Faroug Abu Eisa, head of the National Consensus Forces, was transferred from Kober prison to a hospital in Khartoum on Tuesday evening, for the second time since he was detained by security forces on 6 December last year.
The spokesman for the defence team, El Muiz Hadra, told reporters that the medics of El Sahiroun Hospital decided to keep the prominent lawyer and opposition leader hospitalised.
On 23 December, a day after Abu Eisa (78) was transferred from a security detention centre to Kober prison in Khartoum North, he had to be rushed to a hospital too. His daughter Nahla Abu Eisa told the press at the time that her father had lost a lot of weight after solitary confinement for more than two weeks.
The spokesman for the UN High Commissioner for Human Rights in December expressed concerns about the health of Abu Eisa, and Dr Amin Mekki Madani, a prominent human rights lawyer and chairman of the Civil Society Initiative, who was detained on the same day.

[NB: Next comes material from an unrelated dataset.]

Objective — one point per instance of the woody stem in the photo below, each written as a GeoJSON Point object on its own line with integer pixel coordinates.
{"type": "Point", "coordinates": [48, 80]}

“We have received information indicating that there are serious concerns about the health and safety of Dr Madani, 76 years, and Abu Eisa, 78 years. Both men require essential daily medication as they are diabetic, and Dr Madani has high blood pressure, while Abu Eisa suffers from cyanosis,” Ravina Shamdasani stressed in a press statement.
'Hostages'
Abu Eisa, Dr Madani, and Farah El Agar, legal consultant of the Sudan People’s Liberation Movement-North, were detained inside their homes in Khartoum, after their return from Addis Ababa. Abu Eisa and Madani had signed the Sudan Appeal in the Ethiopian capital on 3 December, together with the Sudan Revolutionary Front, an alliance of the main rebel movements, and the National Umma Party. In the document, the allied opposition forces call for a peaceful regime change in Sudan.
The three detainees were held incommunicado until 22 December, when they were transferred to Kober Prison. A NISS officer notified the head of the defence team of Abu Eisa and Madani, Omar Abdelaati, that the security had filed criminal charges against them, related to “undermining the constitutional order, and violently opposing the authorities”.
Abdelaati told reporters in Khartoum on Tuesday that the prosecution is delaying the trial on purpose. They are “holding both detainees as hostages, to force the continuation of the troubled National Dialogue. The Dialogue parties could demand their release as interlocutors,” he said, stressing that the two detained lawyers “signed a political communiqué calling for regime-change and democracy, not aiming to confront the regime with an armed insurgency”.